1. The pathway mask advantage seen at 50k (v2) was an overfitting artefact. At v2 (400 fixed epochs) BINN GCN led 0.903 vs 0.856. With proper early stopping (v3) the ordering reverses: unconstrained GCN 0.878 vs BINN GCN 0.815. The mask helped when models could overfit to donor identities over many epochs; with early stopping the unconstrained model generalises better. The mask-as-regulariser hypothesis is not supported.

2. Unconstrained GCN leads on both accuracy and AUC with early stopping. GCN free: 0.878 acc / 0.926 AUC vs BINN GCN: 0.815 acc / 0.889 AUC (v3). The v2 split between "mask wins accuracy, free wins AUC" collapsed once overfitting was controlled.

3. Protein-only GCN (Reactome-matched, 164 proteins) is substantially weaker. 0.656 acc / 0.570 AUC — well below both RNA+protein models. The protein kNN graph topology (protein PCA neighbours) carries less structural signal for donor classification than the RNA PCA kNN graph. Protein features are informative but need RNA graph structure.

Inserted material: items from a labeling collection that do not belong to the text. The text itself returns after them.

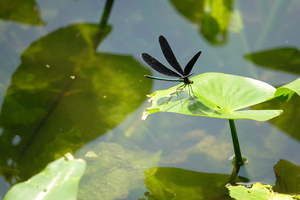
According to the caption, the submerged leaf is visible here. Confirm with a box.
[78,142,161,200]
[4,154,86,200]
[146,73,282,121]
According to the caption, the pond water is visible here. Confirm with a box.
[0,0,300,200]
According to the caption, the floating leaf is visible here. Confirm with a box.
[171,0,233,45]
[145,73,282,121]
[228,183,294,200]
[0,24,151,182]
[0,0,44,25]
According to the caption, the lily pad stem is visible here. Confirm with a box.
[229,119,244,166]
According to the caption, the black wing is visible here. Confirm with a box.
[141,53,181,77]
[184,51,201,75]
[158,35,185,76]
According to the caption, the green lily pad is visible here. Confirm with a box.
[4,154,86,200]
[143,73,282,121]
[0,0,45,25]
[171,0,233,45]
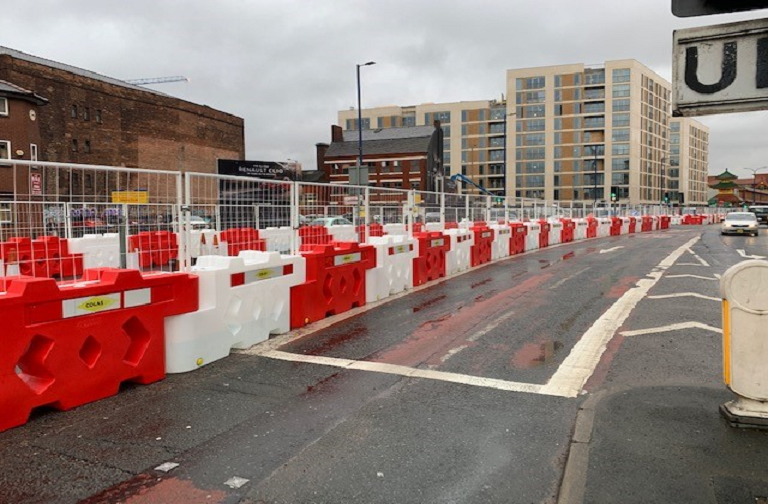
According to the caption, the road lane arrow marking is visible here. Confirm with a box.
[619,322,722,336]
[736,249,765,259]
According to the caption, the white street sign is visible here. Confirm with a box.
[672,19,768,116]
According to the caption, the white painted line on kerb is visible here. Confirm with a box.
[688,249,709,267]
[648,292,722,303]
[540,236,700,397]
[261,350,557,395]
[664,275,719,280]
[619,322,722,336]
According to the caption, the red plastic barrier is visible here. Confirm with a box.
[509,222,528,255]
[291,242,376,329]
[299,226,333,252]
[470,222,494,267]
[539,219,551,248]
[413,231,451,287]
[560,217,576,243]
[629,217,637,233]
[0,236,83,278]
[220,228,267,257]
[610,217,621,236]
[128,231,182,268]
[0,268,198,431]
[587,217,598,238]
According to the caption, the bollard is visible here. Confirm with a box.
[720,260,768,429]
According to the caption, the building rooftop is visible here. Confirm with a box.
[0,80,48,105]
[0,46,168,96]
[325,126,435,158]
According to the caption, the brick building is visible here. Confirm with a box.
[0,47,245,199]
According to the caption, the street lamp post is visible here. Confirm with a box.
[744,166,768,205]
[356,61,376,173]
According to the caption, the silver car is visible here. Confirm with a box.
[720,212,758,236]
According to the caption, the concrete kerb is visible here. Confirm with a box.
[557,390,606,504]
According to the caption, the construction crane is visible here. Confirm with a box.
[451,173,498,196]
[125,75,189,86]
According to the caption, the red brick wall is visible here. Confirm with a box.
[0,55,245,172]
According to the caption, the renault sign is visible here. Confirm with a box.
[672,19,768,116]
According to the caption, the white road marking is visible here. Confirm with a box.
[619,322,722,336]
[688,248,709,267]
[736,249,765,259]
[261,350,559,395]
[664,275,720,280]
[648,292,722,303]
[540,236,700,397]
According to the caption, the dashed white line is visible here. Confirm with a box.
[261,350,559,395]
[664,275,720,280]
[619,322,722,336]
[648,292,722,302]
[541,236,699,397]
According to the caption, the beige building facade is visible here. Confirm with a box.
[338,59,709,204]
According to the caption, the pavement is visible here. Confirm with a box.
[0,226,768,504]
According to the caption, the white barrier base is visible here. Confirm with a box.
[165,250,306,373]
[365,235,417,303]
[67,233,121,269]
[443,229,475,276]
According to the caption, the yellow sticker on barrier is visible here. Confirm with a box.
[62,292,122,318]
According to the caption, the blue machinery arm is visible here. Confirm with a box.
[451,173,496,196]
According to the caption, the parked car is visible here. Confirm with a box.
[311,217,352,227]
[749,205,768,224]
[720,212,758,236]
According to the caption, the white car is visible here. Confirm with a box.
[720,212,758,236]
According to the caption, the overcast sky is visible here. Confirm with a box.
[0,0,768,176]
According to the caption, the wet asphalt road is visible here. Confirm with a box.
[0,226,768,504]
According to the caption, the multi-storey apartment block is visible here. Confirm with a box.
[338,59,708,204]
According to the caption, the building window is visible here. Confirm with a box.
[613,68,630,82]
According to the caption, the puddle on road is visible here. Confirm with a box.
[510,341,563,369]
[413,294,446,313]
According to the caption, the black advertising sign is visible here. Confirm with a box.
[217,159,299,180]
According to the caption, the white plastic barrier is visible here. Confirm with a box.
[259,226,292,254]
[597,217,611,238]
[573,219,589,240]
[489,224,512,261]
[365,235,417,303]
[186,229,222,258]
[443,229,475,276]
[524,222,541,252]
[621,217,630,234]
[548,219,563,246]
[325,224,357,242]
[165,250,306,373]
[384,224,408,235]
[67,233,120,269]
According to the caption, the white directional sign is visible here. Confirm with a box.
[672,19,768,116]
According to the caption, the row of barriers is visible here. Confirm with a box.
[0,160,719,431]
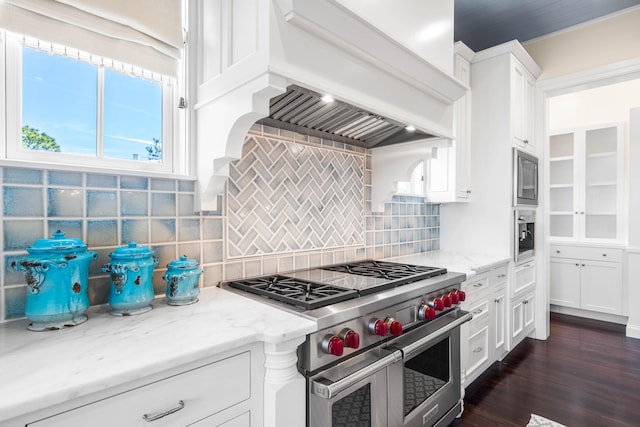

4. Protein synonym mapping resolved 182/224 → 164 unique HGNC symbols. Previously only 51/224 matched. The improvement is due to CD antigen → HGNC lookup (CD3→CD3E, CD45→PTPRC, CD56→NCAM1, etc.). The remaining 42 unmapped antibodies use non-standard names (CADHERIN, INTEGRIN) or map to genes absent from Reactome.

5. mix vs rna: the 1 extra feature matters negligibly. mix has 9,661 vs rna's 9,660 features — the additional HGNC-resolved protein features that don't overlap RNA are extremely few. The signal improvement from proteins comes mainly from the synonym mapping enabling correct Reactome pathway routing.

6. All models overfit in v2 (train loss → 0 by epoch 40); early stopping fixes this. With only 41 donors donor-level classification is trivially memorised without regularisation. Early stopping (v3): val_size=0.2 of train donors, patience=50. The PyG Linear state dict incompatibility with pruned weights was resolved by checkpointing via {name: p.data.clone()} over model.named_parameters() rather than state_dict().

7. GAT stability advantage disappears with early stopping. v2 GAT: 0.878±0.006 (near-zero fold variance). v3 GAT: 0.795±0.066 (high variance, 2 points below BINN GCN). Fixed-epoch training happened to suppress GAT variance by averaging over a long tail; early stopping exposes fold sensitivity.

8. Graph structure is load-bearing: removing it (ANN) costs ~12 points accuracy. BINN ANN (pathway-masked MLP, no edges) drops to 0.692 acc vs GCN's 0.815. The kNN cell-similarity graph is not decorative — neighbourhood aggregation over the RNA PCA graph is a meaningful part of the signal. ANN's AUC (0.971) is paradoxically the best, suggesting it ranks donors correctly but is less confident at the decision boundary without graph context.